Ещё один, возможно последний, предрассветный лунный луч посеребрил хохолок перьев на макушке старого филина, хранителя древнего дуба. Он видел и слышал всё. Птица осуждающе гукнула вслед уходящему призраку смерти. Пятый раз филин встретил приход человека в чёрном, несущего смерть, и теперь, безусловно, узнал его. Но… кому и что пернатый сможет поведать? Филин и сам понимал это, потому в очередной раз, негодующе покачав головой, закрыл усталые глаза и погрузился в тревожный сон.
Глава 3
Большой деревянный крест венчал купол церкви, величаво простираясь над городскими улочками, над всей мирской суетой, и виден он был издалека, потому вся округа до самого моря знала — здесь находится дом христианского Бога.
Три мужские фигуры, по виду одинакового роста, две облачённые в черные сутаны, поверх которых серебрились нагрудные кресты, а третья — в объёмистую чёрную монашескую рясу, подпоясанную простой верёвкой, появились из боковой пристройки храма и неспешно направились к широким дверям нидаросского храма Христа Спасителя.
Впереди шествовал епископ Нидаросский, по имени Николас и прозвищу Ронский. Во всей его телесной стати, собранности, уверенности в себе и непоколебимой решительности, угадывался воин, воинствующий защитник креста и ярый проповедник. Даже утренний холодок не разгладил жесткие черты лица священника, а сжатые губы, мощный подбородок и острый, проницательный взгляд серых глаз выдавали в нём человека недюжинной воли и властности.
Пять десятков лет жизни осталось за его плечами, и три из них он обретался в лоне христовой церкви Норвегии. Когда-то он был епископом Валансского графства на юге Франкии, что располагалось на левом берегу Роны. В то время епископы Валанса сами управляли городом, совмещая в себе светскую и духовную власть. Но пришли норманны, и начались бесконечные войны: графство потонуло в грабежах, убийствах, безграничном насилии, чинимом безбожными пришельцами. Горели опустевшие церкви и монастыри, а служители их подвергались изуверским пыткам и жестокой, унизительной казни. Люди теряли веру в себя, в существование правителя, способного защитить свой народ, в бога, так и не вступившегося за них.

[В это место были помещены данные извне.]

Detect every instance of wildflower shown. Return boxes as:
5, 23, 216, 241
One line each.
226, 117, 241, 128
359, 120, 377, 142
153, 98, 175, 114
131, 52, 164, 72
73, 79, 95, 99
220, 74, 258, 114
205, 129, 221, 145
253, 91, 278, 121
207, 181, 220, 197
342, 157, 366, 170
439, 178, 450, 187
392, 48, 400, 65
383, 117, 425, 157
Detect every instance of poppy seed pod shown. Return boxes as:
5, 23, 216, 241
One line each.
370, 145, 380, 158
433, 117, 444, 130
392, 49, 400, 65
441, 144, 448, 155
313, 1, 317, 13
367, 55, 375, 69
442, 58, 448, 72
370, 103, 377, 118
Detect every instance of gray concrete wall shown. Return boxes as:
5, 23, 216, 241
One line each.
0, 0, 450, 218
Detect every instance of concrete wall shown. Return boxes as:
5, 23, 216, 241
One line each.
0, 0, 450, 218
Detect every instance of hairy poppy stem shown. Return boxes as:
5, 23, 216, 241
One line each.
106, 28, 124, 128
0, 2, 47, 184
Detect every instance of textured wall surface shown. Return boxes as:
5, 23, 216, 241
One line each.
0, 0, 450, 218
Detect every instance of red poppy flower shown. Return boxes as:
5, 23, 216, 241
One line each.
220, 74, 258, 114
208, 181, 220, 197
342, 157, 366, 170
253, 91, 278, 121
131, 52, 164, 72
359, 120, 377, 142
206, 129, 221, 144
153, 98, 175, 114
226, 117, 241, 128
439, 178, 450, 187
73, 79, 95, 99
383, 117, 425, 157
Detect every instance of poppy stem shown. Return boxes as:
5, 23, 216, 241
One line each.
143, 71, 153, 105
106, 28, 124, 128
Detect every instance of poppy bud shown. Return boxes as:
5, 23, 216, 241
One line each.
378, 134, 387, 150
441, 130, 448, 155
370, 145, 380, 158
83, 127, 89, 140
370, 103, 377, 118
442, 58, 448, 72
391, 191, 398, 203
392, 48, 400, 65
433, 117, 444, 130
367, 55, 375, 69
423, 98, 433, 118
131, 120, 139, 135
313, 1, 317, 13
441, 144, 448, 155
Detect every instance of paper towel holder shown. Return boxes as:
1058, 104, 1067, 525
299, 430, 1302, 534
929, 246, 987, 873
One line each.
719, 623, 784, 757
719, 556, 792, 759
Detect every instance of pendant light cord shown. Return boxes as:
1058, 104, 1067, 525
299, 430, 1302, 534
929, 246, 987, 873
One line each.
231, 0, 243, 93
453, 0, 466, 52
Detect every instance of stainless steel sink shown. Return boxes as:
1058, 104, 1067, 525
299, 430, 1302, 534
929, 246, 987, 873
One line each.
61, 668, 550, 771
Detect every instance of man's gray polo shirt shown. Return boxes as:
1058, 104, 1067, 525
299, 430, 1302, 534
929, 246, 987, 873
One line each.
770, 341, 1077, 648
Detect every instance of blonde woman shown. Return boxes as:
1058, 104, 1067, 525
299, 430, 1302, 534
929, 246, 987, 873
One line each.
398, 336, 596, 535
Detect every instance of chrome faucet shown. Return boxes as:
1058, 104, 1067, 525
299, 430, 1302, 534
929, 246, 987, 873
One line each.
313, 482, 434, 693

Вскоре пришёл черёд Валанса — море морских разбойников затопило всю долину перед его стенами. И тогда Николас, открыв городские ворота, вышел на встречу смерти во главе городского ополчения, насчитывавшего более трёх сотен копий. Он сражался рядом со своими воинами и вооружёнными горожанами, был ранен, но даже сквозь кровавый туман, окутавший его душу и разум, звал на бой ради святой мести, ради свободы, ради величия креста.
Только два десятка израненных валансцев смогли пробиться через боевые порядки норманнов. Возвращаться теперь значило бесславно погибнуть — ворота Валанса были закрыты накрепко, а на стены вышли последние защитники, да и норманны могли выслать погоню. Тогда двадцать франков, благословлённые своим епископом, на мечах дали клятву безжалостно искоренять язычество, истреблять захватчиков своей земли. Десяток отправился в Париж просить помощи у короля Франкии, второй, направляемый Николасом — в Руан, к тамошнему герцогу, успешно отражавшему набеги викингов.
До Руана добрался только сам Николас. Потом была служба у герцога Руанского, а в последние годы — при дворе герцога Роллона Нормандского, первого конунга датских викингов, Рольфа Пешехода, накрепко обосновавшегося на севере Франкии и добровольно принявшего христианство.